The first exhibition, "The Yale Las Vegas Studio" is a traveling exhibition of over one hundred color photographs, several slide projections, and original materials from the 1968 studio at Yale which resulted in the seminal book, 'Learning From Las Vegas' (MIT Press, 1972) by Venturi, Scott Brown, and Steven Izenour. This exhibition was created by and originally presented by the Museum im Bellpark, Kriens, Switzerland, in 2008 by guest curator Martino Stierli and Hilar Stadler, its director.
With materials on loan from Venturi, Scott Brown and the University of Pennsylvania Design Archives, This show will offers an unvarnished look at the research data accumulated by Venturi, Scott Brown and the 13 Yale graduate architecture students who accompanied them on the legendary research expedition which documented the Las Vegas Stripa revealing analysis of the prevalence of the ugly and the ordinary in the North American landscape over 40 years ago. Salient for implementing photography, mapping, and cinematic footage as techniques useful to architectural design, these research methods and critique of modern architecture was made famous by the international publication of their book. Multiple editions of 'Learning from Las Vegas' in English and foreign languages are featured in this show. Prior to coming to Yale, the 'Las Vegas Studio' was displayed at the Deutsches Architekturmuseum, Frankfurt from April to August 2009. As a result of their research and teaching, Venturi and Scott Browns architectural work represents a vanguard shift from the late modernism of the 1960s and early 1970s through the work.
The second exhibition, "What We Learned", is curated and designed by Dean Sakamoto (MED 98), with David Sadighian (MED 10), focuses on Venturi and Scott Browns critical contributions towards the making and understanding of the late 20th-century and present day urban landscape. This original thematic three-dimensional display of selected work of their Philadelphia-based firm, Venturi Scott Brown and Associates (VSBA), reappraises key ideas manifested from the mid-1960s through today.
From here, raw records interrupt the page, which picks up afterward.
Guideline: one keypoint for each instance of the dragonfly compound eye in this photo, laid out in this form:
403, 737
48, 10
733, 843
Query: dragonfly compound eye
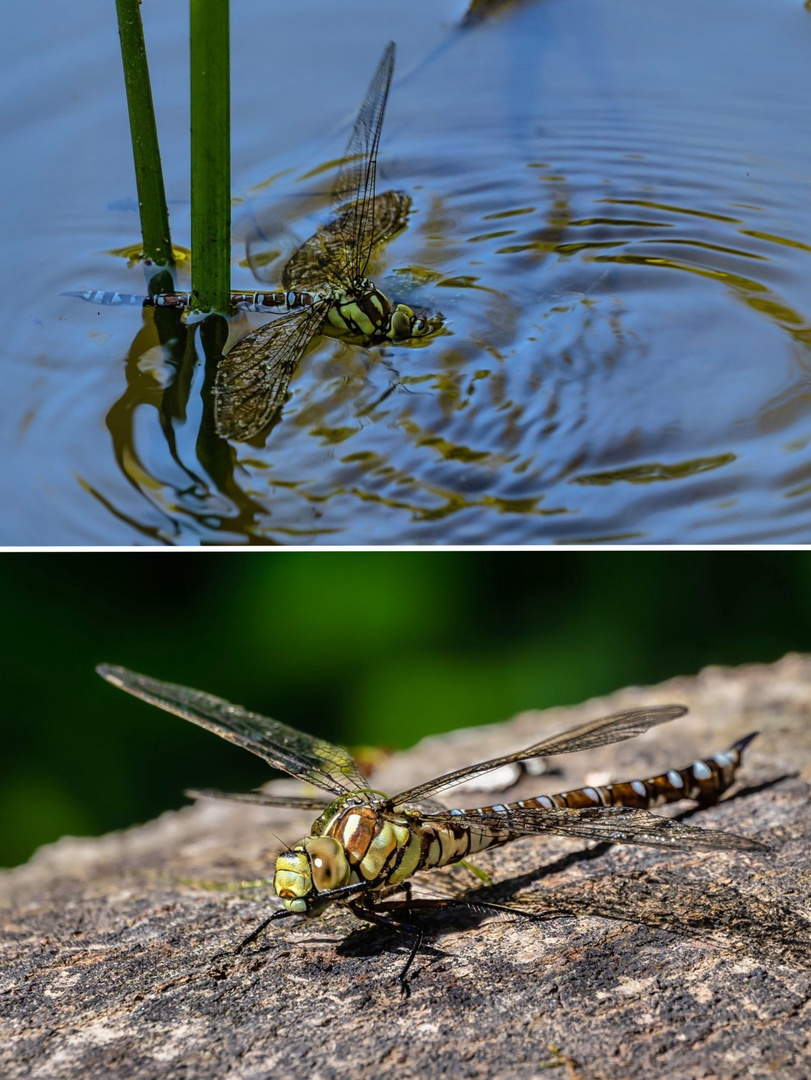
292, 879
328, 864
403, 322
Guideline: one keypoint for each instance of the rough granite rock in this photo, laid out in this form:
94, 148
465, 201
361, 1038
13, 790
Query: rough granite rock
117, 962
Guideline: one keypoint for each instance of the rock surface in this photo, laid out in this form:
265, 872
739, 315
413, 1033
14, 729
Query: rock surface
116, 955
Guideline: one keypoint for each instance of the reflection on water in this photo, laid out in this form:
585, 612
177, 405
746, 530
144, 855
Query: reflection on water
621, 253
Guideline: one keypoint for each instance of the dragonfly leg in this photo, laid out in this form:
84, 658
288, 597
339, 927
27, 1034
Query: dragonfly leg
282, 914
370, 915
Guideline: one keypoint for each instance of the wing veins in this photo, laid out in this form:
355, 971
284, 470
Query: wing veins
259, 798
603, 824
253, 378
599, 732
356, 177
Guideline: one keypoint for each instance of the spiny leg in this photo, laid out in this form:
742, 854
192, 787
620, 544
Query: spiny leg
262, 926
370, 915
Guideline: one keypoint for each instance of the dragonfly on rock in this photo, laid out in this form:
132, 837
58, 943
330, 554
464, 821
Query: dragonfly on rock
364, 846
325, 288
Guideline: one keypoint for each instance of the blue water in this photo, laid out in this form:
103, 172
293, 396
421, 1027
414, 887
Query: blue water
611, 208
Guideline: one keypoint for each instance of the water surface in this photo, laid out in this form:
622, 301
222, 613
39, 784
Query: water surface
611, 208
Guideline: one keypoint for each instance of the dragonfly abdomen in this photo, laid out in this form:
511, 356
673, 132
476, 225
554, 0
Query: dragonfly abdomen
279, 302
704, 781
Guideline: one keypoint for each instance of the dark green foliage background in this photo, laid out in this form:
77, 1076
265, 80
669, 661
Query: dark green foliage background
376, 648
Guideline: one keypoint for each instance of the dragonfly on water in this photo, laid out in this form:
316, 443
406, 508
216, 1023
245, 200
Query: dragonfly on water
324, 285
364, 846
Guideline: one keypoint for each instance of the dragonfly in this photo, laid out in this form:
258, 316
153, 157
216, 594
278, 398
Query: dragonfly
364, 847
324, 285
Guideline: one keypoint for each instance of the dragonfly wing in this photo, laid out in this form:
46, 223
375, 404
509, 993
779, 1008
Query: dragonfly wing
323, 256
259, 798
294, 752
607, 729
355, 181
253, 378
604, 824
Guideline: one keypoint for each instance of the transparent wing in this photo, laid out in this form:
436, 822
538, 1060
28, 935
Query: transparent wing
259, 798
296, 753
253, 378
605, 824
322, 258
355, 181
608, 729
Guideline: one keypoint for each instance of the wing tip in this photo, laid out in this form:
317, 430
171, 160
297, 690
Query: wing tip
112, 674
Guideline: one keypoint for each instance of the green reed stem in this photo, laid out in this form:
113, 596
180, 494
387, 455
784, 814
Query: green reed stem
146, 152
211, 157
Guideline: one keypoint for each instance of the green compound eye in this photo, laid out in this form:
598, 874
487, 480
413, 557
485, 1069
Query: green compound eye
403, 322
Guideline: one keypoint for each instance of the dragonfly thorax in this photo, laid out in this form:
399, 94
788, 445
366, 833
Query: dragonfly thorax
361, 312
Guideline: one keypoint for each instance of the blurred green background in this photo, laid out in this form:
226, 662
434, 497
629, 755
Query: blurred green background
376, 648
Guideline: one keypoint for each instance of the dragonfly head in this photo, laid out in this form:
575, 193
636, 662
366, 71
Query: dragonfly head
405, 323
315, 865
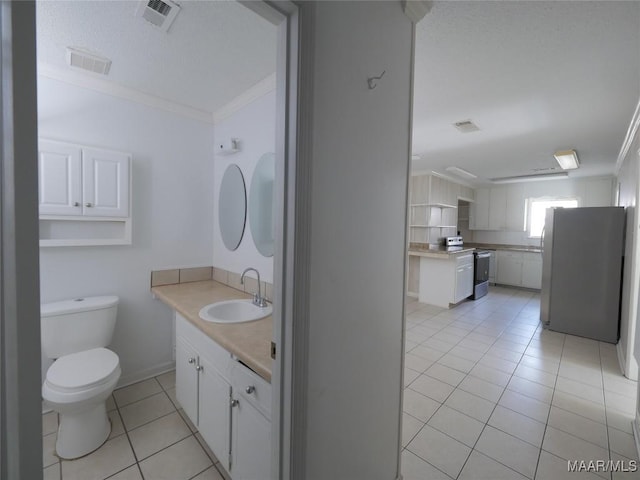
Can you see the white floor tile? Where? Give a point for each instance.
(445, 374)
(509, 450)
(418, 405)
(518, 425)
(481, 467)
(471, 405)
(432, 388)
(440, 450)
(525, 405)
(579, 426)
(457, 425)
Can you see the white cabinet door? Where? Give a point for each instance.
(479, 211)
(497, 208)
(59, 179)
(105, 183)
(509, 268)
(214, 411)
(187, 378)
(251, 443)
(532, 270)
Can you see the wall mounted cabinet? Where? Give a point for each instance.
(84, 195)
(229, 403)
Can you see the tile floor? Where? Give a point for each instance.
(489, 395)
(151, 439)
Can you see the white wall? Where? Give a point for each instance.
(358, 192)
(591, 192)
(254, 125)
(172, 204)
(628, 177)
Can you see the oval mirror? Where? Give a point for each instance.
(232, 207)
(261, 204)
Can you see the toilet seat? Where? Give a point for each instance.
(79, 376)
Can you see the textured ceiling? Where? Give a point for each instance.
(535, 76)
(214, 51)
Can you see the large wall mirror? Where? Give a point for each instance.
(232, 207)
(261, 204)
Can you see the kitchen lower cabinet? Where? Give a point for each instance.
(228, 403)
(446, 279)
(519, 269)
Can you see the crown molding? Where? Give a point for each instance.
(260, 89)
(632, 131)
(116, 90)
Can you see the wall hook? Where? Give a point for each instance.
(371, 81)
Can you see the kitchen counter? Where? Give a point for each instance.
(498, 246)
(250, 342)
(437, 252)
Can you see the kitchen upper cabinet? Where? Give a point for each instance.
(497, 208)
(479, 211)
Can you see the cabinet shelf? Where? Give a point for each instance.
(438, 205)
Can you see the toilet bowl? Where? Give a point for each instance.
(84, 373)
(77, 387)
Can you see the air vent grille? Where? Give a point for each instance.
(466, 126)
(159, 6)
(84, 60)
(160, 13)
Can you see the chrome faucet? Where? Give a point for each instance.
(258, 299)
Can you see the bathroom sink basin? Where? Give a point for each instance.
(234, 311)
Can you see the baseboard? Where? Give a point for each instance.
(620, 355)
(636, 432)
(145, 374)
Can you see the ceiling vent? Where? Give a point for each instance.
(84, 60)
(160, 13)
(466, 126)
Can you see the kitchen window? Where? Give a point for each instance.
(536, 209)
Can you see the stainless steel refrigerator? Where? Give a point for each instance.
(582, 261)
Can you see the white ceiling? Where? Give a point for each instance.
(536, 77)
(213, 52)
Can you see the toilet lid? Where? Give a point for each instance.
(83, 369)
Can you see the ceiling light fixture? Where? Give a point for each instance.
(460, 172)
(568, 159)
(531, 178)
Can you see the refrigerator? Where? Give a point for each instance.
(582, 261)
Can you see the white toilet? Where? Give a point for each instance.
(78, 383)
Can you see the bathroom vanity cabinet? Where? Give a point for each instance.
(228, 402)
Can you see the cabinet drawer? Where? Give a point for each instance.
(248, 385)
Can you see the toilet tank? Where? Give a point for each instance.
(75, 325)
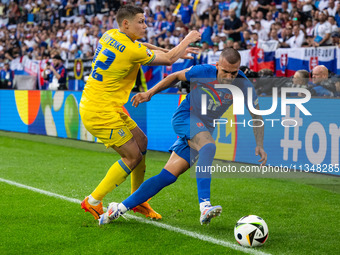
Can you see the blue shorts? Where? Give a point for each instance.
(186, 125)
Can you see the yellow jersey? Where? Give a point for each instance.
(114, 71)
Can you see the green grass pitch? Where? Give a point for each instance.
(302, 214)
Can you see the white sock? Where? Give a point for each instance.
(204, 204)
(122, 208)
(93, 201)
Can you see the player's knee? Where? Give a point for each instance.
(133, 161)
(144, 144)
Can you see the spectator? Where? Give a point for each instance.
(236, 6)
(233, 26)
(245, 43)
(321, 85)
(264, 6)
(337, 14)
(337, 89)
(309, 27)
(301, 79)
(58, 74)
(322, 31)
(266, 24)
(206, 30)
(7, 77)
(297, 39)
(335, 39)
(260, 31)
(307, 7)
(334, 26)
(186, 12)
(331, 8)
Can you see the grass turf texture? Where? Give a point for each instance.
(302, 214)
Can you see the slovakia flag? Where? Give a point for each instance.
(262, 56)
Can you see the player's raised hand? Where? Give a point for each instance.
(140, 98)
(260, 151)
(192, 50)
(193, 36)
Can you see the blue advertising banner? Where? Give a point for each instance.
(294, 140)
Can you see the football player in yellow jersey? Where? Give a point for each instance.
(114, 70)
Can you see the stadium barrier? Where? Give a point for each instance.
(283, 62)
(295, 140)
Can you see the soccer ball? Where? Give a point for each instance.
(251, 231)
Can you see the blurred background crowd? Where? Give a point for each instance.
(42, 29)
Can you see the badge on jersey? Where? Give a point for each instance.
(148, 52)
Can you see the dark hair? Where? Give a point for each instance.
(231, 55)
(127, 12)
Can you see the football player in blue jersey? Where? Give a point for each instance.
(194, 131)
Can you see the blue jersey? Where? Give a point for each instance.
(218, 100)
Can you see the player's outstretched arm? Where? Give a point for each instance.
(168, 82)
(193, 50)
(179, 51)
(259, 134)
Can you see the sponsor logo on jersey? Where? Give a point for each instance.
(148, 52)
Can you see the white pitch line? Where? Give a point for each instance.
(155, 223)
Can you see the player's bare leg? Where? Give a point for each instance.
(205, 145)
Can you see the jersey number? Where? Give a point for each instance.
(103, 65)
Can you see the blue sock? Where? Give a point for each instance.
(205, 159)
(149, 188)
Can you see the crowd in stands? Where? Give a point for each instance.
(41, 29)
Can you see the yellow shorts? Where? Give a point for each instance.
(112, 128)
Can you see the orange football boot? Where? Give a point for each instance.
(146, 210)
(95, 210)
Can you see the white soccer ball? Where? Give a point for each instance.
(251, 231)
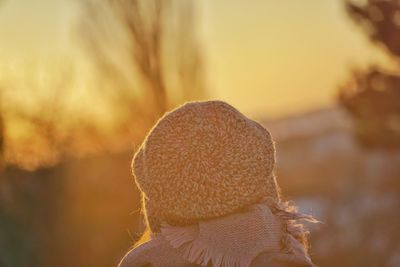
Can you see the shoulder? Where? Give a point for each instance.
(279, 260)
(156, 252)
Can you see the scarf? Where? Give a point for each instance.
(269, 228)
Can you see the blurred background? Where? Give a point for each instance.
(81, 82)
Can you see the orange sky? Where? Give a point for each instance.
(266, 57)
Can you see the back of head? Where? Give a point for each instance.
(204, 160)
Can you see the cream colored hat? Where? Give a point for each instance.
(204, 160)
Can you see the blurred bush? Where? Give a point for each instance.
(67, 196)
(373, 97)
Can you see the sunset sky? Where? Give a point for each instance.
(268, 58)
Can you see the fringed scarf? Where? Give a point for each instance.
(269, 228)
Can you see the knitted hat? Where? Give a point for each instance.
(203, 160)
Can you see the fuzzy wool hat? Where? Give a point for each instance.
(203, 160)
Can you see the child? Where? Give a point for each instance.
(210, 197)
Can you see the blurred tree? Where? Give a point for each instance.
(161, 48)
(373, 97)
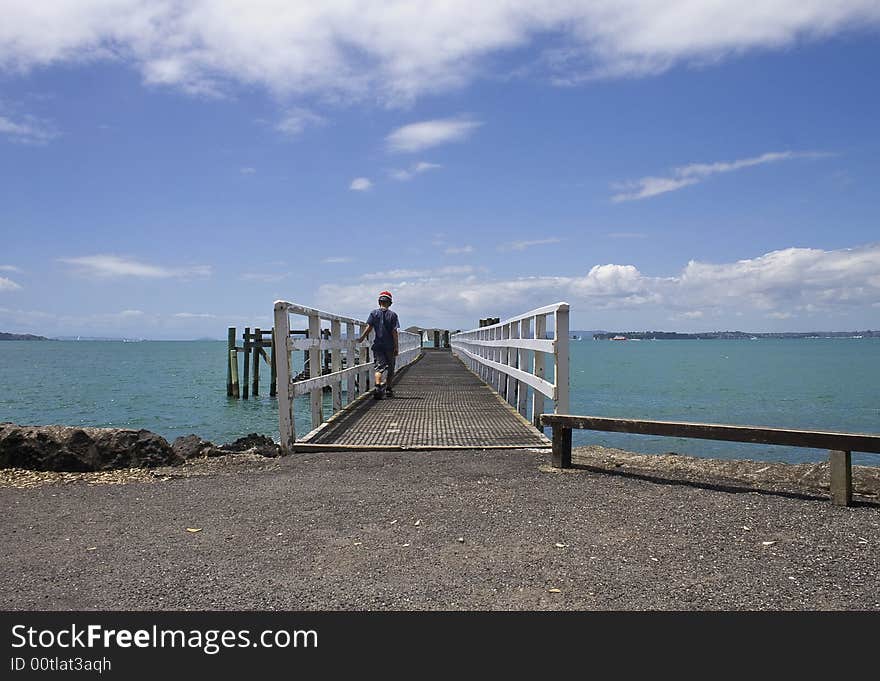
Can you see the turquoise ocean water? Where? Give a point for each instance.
(179, 387)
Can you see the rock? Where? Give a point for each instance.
(192, 447)
(259, 444)
(66, 448)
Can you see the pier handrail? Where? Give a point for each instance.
(498, 354)
(839, 445)
(357, 374)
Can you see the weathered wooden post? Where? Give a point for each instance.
(841, 477)
(523, 390)
(230, 346)
(258, 347)
(537, 395)
(247, 355)
(273, 388)
(561, 447)
(233, 369)
(281, 333)
(316, 395)
(336, 362)
(561, 377)
(350, 360)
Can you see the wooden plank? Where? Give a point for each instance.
(561, 457)
(230, 345)
(512, 357)
(336, 363)
(545, 345)
(560, 372)
(522, 360)
(830, 440)
(350, 381)
(256, 367)
(282, 369)
(247, 356)
(538, 371)
(512, 373)
(841, 477)
(233, 368)
(273, 387)
(316, 395)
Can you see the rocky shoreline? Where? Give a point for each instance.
(78, 450)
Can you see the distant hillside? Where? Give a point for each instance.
(20, 336)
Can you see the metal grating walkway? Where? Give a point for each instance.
(438, 404)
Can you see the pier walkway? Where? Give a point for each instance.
(438, 404)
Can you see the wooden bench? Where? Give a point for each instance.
(840, 445)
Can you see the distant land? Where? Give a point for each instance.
(724, 335)
(20, 336)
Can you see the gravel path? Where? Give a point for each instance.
(445, 530)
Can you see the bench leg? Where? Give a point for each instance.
(841, 477)
(561, 447)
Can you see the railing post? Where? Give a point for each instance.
(273, 378)
(350, 379)
(561, 447)
(336, 362)
(560, 376)
(538, 370)
(841, 477)
(505, 353)
(522, 393)
(316, 396)
(364, 357)
(281, 337)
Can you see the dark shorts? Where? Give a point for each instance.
(384, 360)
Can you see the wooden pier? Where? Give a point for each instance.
(496, 386)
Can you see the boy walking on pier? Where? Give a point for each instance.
(385, 344)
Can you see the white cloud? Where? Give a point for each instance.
(267, 277)
(360, 184)
(626, 235)
(426, 134)
(397, 51)
(112, 266)
(7, 284)
(523, 245)
(791, 284)
(29, 130)
(296, 120)
(413, 170)
(697, 172)
(396, 274)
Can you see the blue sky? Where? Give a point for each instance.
(172, 168)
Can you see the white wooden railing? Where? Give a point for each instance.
(351, 369)
(499, 355)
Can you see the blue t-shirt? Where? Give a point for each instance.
(383, 322)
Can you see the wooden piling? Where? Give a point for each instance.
(258, 348)
(233, 371)
(230, 346)
(247, 355)
(273, 387)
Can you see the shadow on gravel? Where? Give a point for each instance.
(729, 487)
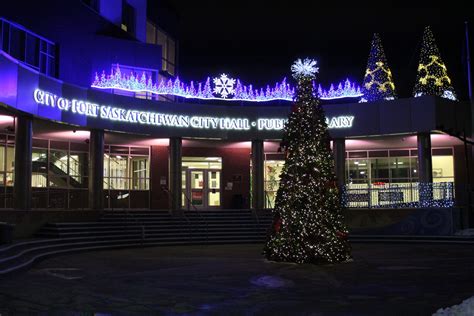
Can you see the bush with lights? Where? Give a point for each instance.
(432, 77)
(308, 225)
(378, 82)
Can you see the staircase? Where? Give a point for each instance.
(122, 229)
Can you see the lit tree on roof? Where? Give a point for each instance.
(432, 77)
(378, 82)
(308, 225)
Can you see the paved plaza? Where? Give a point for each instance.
(384, 279)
The installation is organized around five themes: Context, Mannerism, Communication, Automobile City, and Urban Research. This exhibition, more of a concept-based installation than retrospective, is a richly layered collage of framed original drawings, blow-ups of photos of buildings, props from previous exhibitions, theoretical texts by the architects, publications, posters, furniture, and decorative arts by the architects. Developed through conversations with Venturi, Scott Brown, and their partners Dan McCoubrey, Jaime Kolker, and Nancy Trainer with the assistance of John Izenour, this show features fragments from early buildings such as the Vanna Venturi House, Philadelphia (1964); NFL Hall of Fame Project, New Brunswick (1967); Yale Mathematics Building Competition Project (1970); Dixwell Fire Station, New Haven (1974); Franklin Court, Philadelphia (1976); Best Showroom, Langhorn (1978); Gordon Wu Hall, Princeton University (1980); National Gallery, Sainsbury Wing, London (1991); Nikko Kirifuri Resort, Japan (1997); and the Provincial Capitol Building, Toulouse, France (1999).